Na quarta-feira, teremos a final da Copa do Brasil lá em MG. Pensou se mesmo com o número exagerado (e estranho) de 18 pessoas escaladas para comandar a arbitragem do jogo, o equipamento “dá pau”?

Uma coisa é fato: somente a Conmebol para implantar um sistema de VAR duvidoso…
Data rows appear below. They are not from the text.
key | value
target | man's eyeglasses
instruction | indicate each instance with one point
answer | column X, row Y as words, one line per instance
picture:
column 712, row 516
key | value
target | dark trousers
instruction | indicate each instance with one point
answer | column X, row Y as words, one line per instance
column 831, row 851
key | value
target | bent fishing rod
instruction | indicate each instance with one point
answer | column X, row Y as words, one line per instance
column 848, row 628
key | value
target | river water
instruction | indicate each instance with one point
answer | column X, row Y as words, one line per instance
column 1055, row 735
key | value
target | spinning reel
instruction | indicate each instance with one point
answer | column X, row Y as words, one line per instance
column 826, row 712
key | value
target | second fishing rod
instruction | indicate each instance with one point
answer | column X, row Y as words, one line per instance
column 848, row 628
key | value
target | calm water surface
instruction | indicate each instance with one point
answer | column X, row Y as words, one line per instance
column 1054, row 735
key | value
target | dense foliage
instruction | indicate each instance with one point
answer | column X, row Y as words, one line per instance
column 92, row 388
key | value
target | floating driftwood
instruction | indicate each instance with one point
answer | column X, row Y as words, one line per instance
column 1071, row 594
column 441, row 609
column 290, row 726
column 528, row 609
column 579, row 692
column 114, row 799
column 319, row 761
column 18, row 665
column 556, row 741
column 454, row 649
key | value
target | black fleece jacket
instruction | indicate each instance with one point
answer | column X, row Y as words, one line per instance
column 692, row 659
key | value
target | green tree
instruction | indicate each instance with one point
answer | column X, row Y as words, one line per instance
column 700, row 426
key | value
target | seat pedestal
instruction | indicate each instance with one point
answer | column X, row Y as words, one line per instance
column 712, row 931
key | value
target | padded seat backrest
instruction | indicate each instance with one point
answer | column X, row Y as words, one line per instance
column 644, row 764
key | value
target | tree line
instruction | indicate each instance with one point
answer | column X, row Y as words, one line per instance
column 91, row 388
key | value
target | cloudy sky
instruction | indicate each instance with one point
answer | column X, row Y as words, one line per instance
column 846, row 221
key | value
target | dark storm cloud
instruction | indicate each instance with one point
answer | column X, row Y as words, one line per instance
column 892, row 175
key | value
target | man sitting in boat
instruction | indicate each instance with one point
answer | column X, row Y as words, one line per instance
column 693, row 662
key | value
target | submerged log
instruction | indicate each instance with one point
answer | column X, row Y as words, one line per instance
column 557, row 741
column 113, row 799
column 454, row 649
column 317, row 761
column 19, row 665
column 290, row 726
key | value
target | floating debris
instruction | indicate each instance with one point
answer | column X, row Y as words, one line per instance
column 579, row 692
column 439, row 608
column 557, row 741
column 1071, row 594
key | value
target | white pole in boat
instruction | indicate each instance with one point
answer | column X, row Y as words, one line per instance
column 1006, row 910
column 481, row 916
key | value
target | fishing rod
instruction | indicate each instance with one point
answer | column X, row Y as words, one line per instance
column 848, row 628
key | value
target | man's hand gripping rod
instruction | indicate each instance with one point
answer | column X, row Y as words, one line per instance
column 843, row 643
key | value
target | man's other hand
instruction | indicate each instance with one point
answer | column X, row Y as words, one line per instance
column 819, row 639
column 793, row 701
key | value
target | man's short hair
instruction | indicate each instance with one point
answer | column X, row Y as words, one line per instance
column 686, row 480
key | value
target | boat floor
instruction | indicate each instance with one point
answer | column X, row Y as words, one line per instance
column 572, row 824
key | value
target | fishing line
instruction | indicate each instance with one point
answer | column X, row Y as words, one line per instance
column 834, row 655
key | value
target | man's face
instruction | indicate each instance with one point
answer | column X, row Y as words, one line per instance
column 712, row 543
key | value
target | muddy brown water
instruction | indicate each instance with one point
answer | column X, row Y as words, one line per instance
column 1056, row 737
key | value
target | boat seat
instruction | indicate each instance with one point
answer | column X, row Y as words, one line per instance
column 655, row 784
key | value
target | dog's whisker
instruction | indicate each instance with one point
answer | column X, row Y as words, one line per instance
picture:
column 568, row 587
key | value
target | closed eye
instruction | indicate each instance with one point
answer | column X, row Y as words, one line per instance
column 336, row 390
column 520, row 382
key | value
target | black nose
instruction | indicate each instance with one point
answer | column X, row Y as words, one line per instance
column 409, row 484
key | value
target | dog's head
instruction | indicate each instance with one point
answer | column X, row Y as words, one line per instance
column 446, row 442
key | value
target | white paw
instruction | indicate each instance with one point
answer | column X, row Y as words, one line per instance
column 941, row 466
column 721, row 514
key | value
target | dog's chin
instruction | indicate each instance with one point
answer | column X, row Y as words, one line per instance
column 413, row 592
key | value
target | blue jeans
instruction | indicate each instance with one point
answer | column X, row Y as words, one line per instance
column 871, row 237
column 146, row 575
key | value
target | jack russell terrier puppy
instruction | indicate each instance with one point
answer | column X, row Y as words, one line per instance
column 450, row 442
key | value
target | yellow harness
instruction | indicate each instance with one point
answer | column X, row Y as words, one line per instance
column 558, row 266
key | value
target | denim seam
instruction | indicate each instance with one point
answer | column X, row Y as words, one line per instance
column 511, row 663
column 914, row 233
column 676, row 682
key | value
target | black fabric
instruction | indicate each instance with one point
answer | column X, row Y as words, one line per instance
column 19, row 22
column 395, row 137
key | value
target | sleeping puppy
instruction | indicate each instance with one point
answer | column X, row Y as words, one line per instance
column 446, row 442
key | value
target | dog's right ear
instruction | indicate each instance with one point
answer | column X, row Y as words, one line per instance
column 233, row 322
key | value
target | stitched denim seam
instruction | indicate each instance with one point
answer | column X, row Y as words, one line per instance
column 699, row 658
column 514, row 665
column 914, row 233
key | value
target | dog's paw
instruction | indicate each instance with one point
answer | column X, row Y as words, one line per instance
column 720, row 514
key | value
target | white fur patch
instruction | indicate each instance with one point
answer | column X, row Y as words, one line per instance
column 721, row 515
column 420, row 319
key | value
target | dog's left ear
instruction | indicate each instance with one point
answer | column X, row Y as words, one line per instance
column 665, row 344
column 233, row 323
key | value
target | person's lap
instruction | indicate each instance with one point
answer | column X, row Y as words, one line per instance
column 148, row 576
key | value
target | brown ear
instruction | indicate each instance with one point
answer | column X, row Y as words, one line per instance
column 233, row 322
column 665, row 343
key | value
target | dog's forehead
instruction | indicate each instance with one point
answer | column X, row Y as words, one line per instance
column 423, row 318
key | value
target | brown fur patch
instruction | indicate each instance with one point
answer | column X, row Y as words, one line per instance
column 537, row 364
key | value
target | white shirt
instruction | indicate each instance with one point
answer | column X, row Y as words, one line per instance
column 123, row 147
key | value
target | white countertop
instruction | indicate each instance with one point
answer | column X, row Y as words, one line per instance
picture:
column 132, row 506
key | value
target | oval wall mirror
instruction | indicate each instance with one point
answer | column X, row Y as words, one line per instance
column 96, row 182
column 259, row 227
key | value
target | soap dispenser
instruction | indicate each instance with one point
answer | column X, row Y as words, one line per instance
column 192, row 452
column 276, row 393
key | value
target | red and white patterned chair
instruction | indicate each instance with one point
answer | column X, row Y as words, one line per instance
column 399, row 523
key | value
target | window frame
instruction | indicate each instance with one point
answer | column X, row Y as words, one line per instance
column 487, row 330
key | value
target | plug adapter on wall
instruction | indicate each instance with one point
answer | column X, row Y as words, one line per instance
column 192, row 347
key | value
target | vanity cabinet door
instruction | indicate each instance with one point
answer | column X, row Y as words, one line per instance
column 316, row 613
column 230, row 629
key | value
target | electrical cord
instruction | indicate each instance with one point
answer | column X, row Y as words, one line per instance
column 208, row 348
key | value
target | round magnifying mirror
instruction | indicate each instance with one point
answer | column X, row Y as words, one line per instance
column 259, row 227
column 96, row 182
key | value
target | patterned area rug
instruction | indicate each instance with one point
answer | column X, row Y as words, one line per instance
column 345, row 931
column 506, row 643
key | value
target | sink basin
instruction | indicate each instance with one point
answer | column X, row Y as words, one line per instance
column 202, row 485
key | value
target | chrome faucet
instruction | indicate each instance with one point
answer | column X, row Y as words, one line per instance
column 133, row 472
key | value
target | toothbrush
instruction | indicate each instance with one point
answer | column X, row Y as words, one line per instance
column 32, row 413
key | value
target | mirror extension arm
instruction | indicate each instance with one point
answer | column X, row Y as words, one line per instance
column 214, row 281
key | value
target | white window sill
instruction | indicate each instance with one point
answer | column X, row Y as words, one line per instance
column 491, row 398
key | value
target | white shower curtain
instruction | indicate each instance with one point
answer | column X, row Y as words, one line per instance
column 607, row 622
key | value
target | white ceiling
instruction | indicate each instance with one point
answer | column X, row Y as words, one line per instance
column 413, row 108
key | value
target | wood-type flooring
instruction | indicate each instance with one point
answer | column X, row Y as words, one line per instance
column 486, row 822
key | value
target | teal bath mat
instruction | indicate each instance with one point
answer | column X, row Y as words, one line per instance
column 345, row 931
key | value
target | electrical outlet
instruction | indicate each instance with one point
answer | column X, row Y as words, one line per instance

Extraído de: https://globoesporte.globo.com/mg/futebol/libertadores/noticia/cruzeiro-afirma-que-foi-avisado-sobre-problema-em-linha-do-var-antes-de-jogo-com-o-boca-mas-nao-se-opos.ghtml

CRUZEIRO AVISA QUE FOI AVISADO SOBRE PROBLEMA EM LINHA DO ÁRBITRO DE VÍDEO ANTES DO JOGO COPNTRA O BOCA

Jornalista argentino informa que equipamento do árbitro de vídeo não teria funcionado plenamente na partida; fonte na Conmebol reconhece falha pontual e diz que não houve prejuízo geral na captação de imagens

O árbitro de vídeo (VAR) não teria sido utilizado pelo árbitro uruguaio Andres Cunha no jogo entre Cruzeiro e Boca Juniors, no Mineirão, pela partida de volta das quartas de final da Taça Libertadores. A informação revelada pelo jornalista Hernán Castillo, da TNT Sports, da Argentina, é que o equipamento não funcionou. O jogo terminou empatado por 1 a 1, resultado que eliminou o Cruzeiro, causando revolta entre jogadores e dirigentes do clube, principalmente por decisões tomadas em campo pelo uruguaio Andres Cunha.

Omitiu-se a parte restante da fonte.